Get your training data

The relevant data files, adult.data and adult.test, are hosted in a public Cloud Storage bucket. For purposes of this sample, use the versions on Cloud Storage, which have undergone some trivial cleaning, instead of the original source data. See below for more information about the data.

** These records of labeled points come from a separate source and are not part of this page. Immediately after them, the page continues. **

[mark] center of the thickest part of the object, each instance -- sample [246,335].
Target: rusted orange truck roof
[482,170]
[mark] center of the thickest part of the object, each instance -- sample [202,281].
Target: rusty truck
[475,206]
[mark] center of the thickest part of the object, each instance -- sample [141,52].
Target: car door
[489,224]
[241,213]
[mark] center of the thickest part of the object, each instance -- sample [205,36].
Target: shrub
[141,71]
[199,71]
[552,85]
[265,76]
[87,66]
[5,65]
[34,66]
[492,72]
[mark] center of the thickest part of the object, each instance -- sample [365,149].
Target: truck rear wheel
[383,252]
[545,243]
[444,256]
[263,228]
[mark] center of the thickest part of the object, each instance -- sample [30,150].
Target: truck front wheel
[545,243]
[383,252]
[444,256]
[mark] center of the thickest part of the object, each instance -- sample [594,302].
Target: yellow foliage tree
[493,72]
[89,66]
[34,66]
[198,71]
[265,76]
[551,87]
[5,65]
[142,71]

You can read the data files directly from Cloud Storage or copy them to your local environment. For purposes of this sample you will download the samples for local training, and later upload them to your own Cloud Storage bucket for cloud training.

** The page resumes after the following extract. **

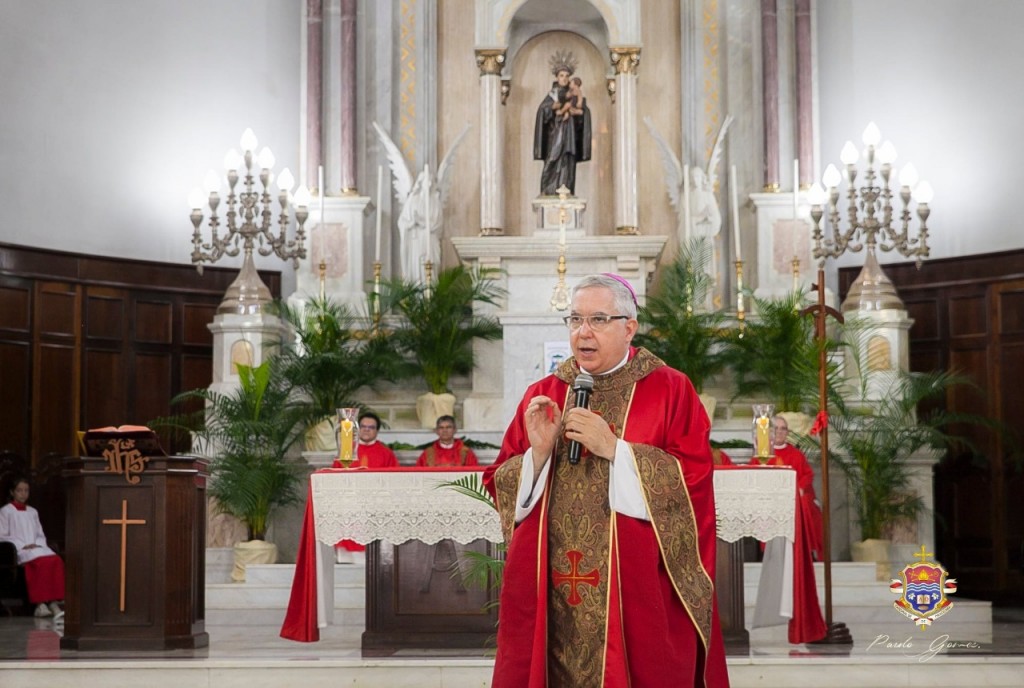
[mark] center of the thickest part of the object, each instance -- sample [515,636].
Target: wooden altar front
[411,601]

  1. Download the data to a local file directory and set variables that point to the downloaded data files.

    mkdir data
    gsutil -m cp gs://cloud-samples-data/ml-engine/census/data/* data/
    
  2. Set the TRAIN_DATA AND EVAL_DATA variables to your local file paths. For example, the following commands set the variables to local paths.

    TRAIN_DATA=$(pwd)/data/adult.data.csv
    EVAL_DATA=$(pwd)/data/adult.test.csv
    

The data is stored in comma-separated value format as shown by the following preview of the adult.data file:

39, State-gov, 77516, Bachelors, 13, Never-married, Adm-clerical, Not-in-family, White, Male, 2174, 0, 40, United-States, <=50K
50, Self-emp-not-inc, 83311, Bachelors, 13, Married-civ-spouse, Exec-managerial, Husband, White, Male, 0, 0, 13, United-States, <=50K
38, Private, 215646, HS-grad, 9, Divorced, Handlers-cleaners, Not-in-family, White, Male, 0, 0, 40, United-States, <=50K
53, Private, 234721, 11th, 7, Married-civ-spouse, Handlers-cleaners, Husband, Black, Male, 0, 0, 40, United-States, <=50K
...

Install dependencies

macOS

To install TensorFlow locally, we recommend using a virtual environment. See how to:

If you are familiar with Docker, you can complete this tutorial within a TensorFlow container. See how to install TensorFlow with Docker.

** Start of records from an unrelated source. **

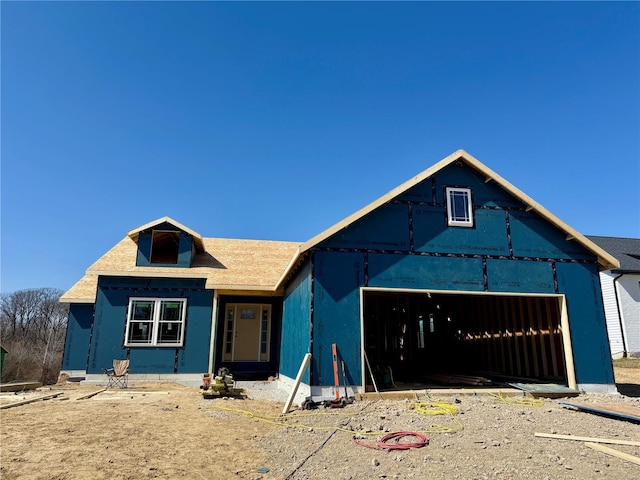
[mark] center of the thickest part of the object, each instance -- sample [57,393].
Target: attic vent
[165,247]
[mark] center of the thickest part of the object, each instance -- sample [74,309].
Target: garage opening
[412,339]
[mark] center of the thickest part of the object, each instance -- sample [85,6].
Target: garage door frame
[562,308]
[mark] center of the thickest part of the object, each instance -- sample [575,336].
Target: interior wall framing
[506,333]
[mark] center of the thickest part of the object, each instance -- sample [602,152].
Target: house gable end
[416,222]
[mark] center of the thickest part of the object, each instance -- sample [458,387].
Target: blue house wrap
[455,272]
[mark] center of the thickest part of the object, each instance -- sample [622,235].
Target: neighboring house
[621,295]
[455,270]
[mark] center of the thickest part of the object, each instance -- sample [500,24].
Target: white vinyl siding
[611,314]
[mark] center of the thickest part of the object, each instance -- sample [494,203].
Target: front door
[247,332]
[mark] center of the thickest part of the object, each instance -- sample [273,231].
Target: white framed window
[155,322]
[459,207]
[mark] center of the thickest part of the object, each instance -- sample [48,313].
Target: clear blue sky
[277,120]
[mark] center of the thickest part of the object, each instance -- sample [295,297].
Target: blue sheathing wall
[407,244]
[296,323]
[186,248]
[76,346]
[107,341]
[336,314]
[591,354]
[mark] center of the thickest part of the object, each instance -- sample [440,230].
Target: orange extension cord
[383,445]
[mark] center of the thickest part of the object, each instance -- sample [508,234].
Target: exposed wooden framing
[522,326]
[553,331]
[588,439]
[92,394]
[511,301]
[503,333]
[509,335]
[614,452]
[532,333]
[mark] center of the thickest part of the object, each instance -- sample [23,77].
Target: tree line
[33,326]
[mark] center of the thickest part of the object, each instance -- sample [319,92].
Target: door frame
[563,324]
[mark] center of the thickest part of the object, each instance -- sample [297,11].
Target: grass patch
[627,362]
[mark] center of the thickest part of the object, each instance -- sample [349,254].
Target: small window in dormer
[459,207]
[165,247]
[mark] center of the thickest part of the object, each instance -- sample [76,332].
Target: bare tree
[32,327]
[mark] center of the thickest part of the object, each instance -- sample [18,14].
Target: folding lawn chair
[118,376]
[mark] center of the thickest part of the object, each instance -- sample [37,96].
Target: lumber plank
[30,400]
[614,452]
[612,441]
[89,395]
[552,334]
[532,334]
[515,340]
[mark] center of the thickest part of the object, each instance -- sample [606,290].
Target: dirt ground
[170,432]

The sample provides a requirements.txt file that you can use to install the dependencies required by the project. Within your virtual environment, enter the following command:

  pip install --user -r ../requirements.txt

Running this command will install TensorFlow 1.8, which is used in the tutorial.

Cloud Shell

Although TensorFlow is installed on Cloud Shell, you must run the sample's requirements.txt file to ensure you are using the same version of TensorFlow required by the sample.

  pip install --user -r ../requirements.txt

Running this command will install TensorFlow 1.8, which is used in the tutorial.

Run a local training job

A local training job loads your Python training program and starts a training process in an environment that's similar to that of a live Cloud ML Engine cloud training job.

  1. Specify an output directory and set a MODEL_DIR variable. The following command sets MODEL_DIR to a value of output.

    MODEL_DIR=output
    
  2. It's a good practice to delete the contents of the output directory in case data remains from a previous training run. The following command deletes all data in the output directory.

    rm -rf $MODEL_DIR/*
    
  3. To run your training locally, run the following command:

    gcloud ml-engine local train \
        --module-name trainer.task \
        --package-path trainer/ \
        --job-dir $MODEL_DIR \
        -- \
        --train-files $TRAIN_DATA \
        --eval-files $EVAL_DATA \
        --train-steps 1000 \
        --eval-steps 100
    

By default, verbose logging is turned off. You can enable it by setting the --verbosity tag to DEBUG. A later example shows you how to enable it.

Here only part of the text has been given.